As winter approaches and brake repair jobs begin rolling in to the shop, the engineers at Ingersoll Rand want to share some important tips for ensuring a safe and reliable brake repair or replacement for your customers.
Whether it’s a DIYer replacing brake pads at home or a technician in a shop, the primary concern in a brake job is cleanliness. This is one area that is often over-looked both at home and in the shop. Today’s slip-on rotors fit between the wheel and the brake hub. Since rotors are made of steel, they’re subject to corrosion and rust. In order to avoid making the situation worse, make sure the wheel hub and rotor are spotless.
“Consider oil spreading over the top of a lake,” said Jim Cookingham, owner of Nex Tech Automotive Engineering in Somerville, NJ. “Just five quarts of oil can cover 10-12 acres of a lake. Similarly, oil spreads on a rotor when it gets hot. One dirty thumbprint can significantly decrease brake efficiency.”
A brake only needs to be out of alignment by about 0.002 of an inch in order for the driver to feel the shimmy in the wheel or the pulse in a brake pedal at high speeds.

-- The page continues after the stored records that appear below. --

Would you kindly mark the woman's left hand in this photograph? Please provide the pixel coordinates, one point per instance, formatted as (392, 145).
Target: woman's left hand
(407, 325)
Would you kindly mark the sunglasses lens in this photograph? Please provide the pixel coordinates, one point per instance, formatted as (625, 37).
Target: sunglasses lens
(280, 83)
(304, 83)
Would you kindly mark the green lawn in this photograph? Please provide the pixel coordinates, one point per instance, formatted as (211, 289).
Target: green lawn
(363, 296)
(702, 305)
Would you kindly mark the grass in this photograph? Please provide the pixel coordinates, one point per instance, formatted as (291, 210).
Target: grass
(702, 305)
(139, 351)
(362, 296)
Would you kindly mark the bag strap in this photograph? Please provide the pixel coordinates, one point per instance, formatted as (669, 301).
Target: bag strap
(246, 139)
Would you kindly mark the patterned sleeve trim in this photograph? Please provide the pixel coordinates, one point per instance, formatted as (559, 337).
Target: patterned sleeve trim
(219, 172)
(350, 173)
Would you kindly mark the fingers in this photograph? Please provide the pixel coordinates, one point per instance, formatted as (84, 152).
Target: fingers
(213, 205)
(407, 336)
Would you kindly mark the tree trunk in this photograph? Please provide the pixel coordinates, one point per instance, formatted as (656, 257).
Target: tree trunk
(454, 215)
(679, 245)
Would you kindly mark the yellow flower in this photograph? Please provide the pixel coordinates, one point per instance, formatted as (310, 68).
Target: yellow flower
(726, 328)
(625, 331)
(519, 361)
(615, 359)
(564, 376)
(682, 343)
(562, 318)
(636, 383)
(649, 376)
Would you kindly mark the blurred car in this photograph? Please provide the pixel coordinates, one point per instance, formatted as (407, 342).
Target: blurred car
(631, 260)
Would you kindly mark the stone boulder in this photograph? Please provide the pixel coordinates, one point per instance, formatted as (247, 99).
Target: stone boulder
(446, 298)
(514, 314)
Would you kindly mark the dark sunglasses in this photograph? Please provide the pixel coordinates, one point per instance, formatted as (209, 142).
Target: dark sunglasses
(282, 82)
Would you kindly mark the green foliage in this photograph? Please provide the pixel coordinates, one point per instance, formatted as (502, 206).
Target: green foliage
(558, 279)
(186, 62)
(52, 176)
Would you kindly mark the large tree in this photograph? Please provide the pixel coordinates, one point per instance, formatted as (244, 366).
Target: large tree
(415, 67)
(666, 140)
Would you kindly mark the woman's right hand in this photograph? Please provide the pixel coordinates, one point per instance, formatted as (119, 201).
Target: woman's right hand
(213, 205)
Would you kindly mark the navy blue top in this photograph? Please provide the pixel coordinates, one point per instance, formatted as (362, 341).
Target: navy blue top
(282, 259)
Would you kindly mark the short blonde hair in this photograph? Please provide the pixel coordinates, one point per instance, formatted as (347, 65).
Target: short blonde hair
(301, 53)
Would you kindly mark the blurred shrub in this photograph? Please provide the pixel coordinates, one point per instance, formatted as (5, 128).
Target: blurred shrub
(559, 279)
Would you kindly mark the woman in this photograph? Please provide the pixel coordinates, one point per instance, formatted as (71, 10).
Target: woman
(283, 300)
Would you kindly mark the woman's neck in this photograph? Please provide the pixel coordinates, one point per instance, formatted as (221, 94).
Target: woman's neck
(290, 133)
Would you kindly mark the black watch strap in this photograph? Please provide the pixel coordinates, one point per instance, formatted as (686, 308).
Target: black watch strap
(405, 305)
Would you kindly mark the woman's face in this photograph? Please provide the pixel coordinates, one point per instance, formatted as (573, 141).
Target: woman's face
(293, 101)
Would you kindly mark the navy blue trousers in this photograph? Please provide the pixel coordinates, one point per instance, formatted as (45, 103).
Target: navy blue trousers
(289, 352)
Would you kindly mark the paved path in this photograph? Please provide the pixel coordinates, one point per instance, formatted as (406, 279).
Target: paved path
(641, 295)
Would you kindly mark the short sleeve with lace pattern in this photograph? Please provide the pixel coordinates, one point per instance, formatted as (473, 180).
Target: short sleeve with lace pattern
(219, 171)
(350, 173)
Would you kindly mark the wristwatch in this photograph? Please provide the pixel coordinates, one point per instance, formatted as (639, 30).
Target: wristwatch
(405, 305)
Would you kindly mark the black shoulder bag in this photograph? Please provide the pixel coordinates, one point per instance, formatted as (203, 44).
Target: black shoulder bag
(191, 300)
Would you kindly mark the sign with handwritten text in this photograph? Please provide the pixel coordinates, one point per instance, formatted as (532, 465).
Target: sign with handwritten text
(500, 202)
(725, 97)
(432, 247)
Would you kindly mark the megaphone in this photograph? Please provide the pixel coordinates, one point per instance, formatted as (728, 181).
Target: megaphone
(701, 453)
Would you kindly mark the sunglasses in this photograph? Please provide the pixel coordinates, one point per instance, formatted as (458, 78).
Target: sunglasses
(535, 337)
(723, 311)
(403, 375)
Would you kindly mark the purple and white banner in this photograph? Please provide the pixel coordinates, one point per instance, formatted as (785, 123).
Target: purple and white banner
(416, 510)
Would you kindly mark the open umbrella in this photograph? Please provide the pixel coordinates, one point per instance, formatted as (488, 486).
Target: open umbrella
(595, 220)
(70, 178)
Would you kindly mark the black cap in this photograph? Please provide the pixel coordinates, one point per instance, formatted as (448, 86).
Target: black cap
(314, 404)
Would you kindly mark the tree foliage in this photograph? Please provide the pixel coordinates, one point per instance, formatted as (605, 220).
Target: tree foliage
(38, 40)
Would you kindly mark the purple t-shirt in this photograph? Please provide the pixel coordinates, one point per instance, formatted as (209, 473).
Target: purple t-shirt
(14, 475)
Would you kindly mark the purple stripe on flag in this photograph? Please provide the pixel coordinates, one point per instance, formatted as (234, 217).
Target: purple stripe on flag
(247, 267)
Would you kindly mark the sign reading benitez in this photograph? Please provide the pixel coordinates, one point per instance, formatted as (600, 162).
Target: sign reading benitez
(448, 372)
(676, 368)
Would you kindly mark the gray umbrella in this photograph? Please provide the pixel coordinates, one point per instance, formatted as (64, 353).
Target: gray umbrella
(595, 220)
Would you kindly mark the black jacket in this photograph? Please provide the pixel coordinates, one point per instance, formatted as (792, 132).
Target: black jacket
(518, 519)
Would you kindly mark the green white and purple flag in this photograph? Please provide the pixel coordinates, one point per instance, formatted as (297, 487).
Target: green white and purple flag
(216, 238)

Even worse, corrosion, dirt or oil in the mounting can create a dangerous situation if the brakes are not performing well or are out of alignment.
Another tip for brake repair and replacements is to do a thorough inspection of the rotor. As brake pads wear and tear, so do rotors. Because the brake pad is flush against the rotor, they typically wear in the same patterns. Upon close inspection of a rotor, you’ll notice the wear looks like a mountain range. Placing a smooth brake pad on that rough surface will decrease the performance of the brake pad. The pad rests on the peaks of that rough surface, significantly increasing the pounds of pressure per square inch. The result? Heat and warping of the rotor can lead to squeaky brakes, or brakes that don’t perform as well.
There are a few options to ensure that the brake pad and rotor sit flush against each other. The first would be to replace the rotor, matching a new rotor to the specifications of the manufacturer of the vehicle and brake pad. Another option is machining the rotor surface to the correct manufacturer specifications.
“You can make the rotor too slick – you don’t want it to be shiny like chrome,” said Cookingham. “If you make the rotor too smooth, you reduce the coefficient of friction enough that the driver has to increase pressure on the brake.”
Each individual situation should be assessed appropriately. A general rule of thumb is to always inspect the rotor and install the brake pad so that it’s flush against the rotor. Whether this is achieved through machining the rotor or replacing it depends on the technician’s abilities. Above all, make sure that all parts, tools, and hands on the job are as clean as possible. The brakes are arguably one of the most important parts on a car in terms of driver safety, so doing the job right every time is of utmost importance.